Era 1991 en Seattle, en una oficina pequeña del primer edificio corporativo de Starbucks. Jim Kerrigan, gerente de tienda desde 1986, entró a hablar con Howard Schultz. Tenía SIDA. En aquel momento la enfermedad cargaba un estigma social que hoy cuesta entender, y la compañía no tenía ninguna política para cubrir a un empleado en esa situación.

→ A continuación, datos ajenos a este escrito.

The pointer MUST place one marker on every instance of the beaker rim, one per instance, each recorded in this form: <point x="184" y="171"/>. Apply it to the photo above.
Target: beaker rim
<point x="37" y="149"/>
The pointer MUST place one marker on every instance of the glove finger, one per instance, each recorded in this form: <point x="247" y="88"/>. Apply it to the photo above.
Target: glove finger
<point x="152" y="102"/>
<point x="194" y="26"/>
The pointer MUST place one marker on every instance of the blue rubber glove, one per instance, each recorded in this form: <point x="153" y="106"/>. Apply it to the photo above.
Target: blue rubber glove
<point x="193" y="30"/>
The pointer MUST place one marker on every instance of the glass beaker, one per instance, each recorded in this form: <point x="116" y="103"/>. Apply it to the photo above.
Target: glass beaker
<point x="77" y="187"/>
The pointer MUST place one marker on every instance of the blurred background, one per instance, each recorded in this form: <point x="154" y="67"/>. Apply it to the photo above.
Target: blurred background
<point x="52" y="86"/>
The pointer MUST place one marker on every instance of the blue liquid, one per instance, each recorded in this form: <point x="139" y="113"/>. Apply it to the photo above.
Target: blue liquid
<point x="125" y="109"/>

Schultz tomó la decisión esa misma semana. Starbucks cubriría los costos médicos completos de Jim — y de cualquier empleado con enfermedad terminal — desde el momento en que no pudieran trabajar hasta el día en que entrara la cobertura del gobierno. Más de dos años en algunos casos. Pagado completo por la empresa.

Nadie aplaudió. La prensa no se enteró. El mercado no le sumó un punto a la acción. La decisión se tomó en una oficina pequeña, entre dos personas, sin testigos.

Durante años creí que el carácter se demostraba en los grandes momentos públicos. En el discurso de aceptación. En la entrevista decisiva. En la decisión que sale en los periódicos.

Tardé años en entender que tenía la dirección invertida.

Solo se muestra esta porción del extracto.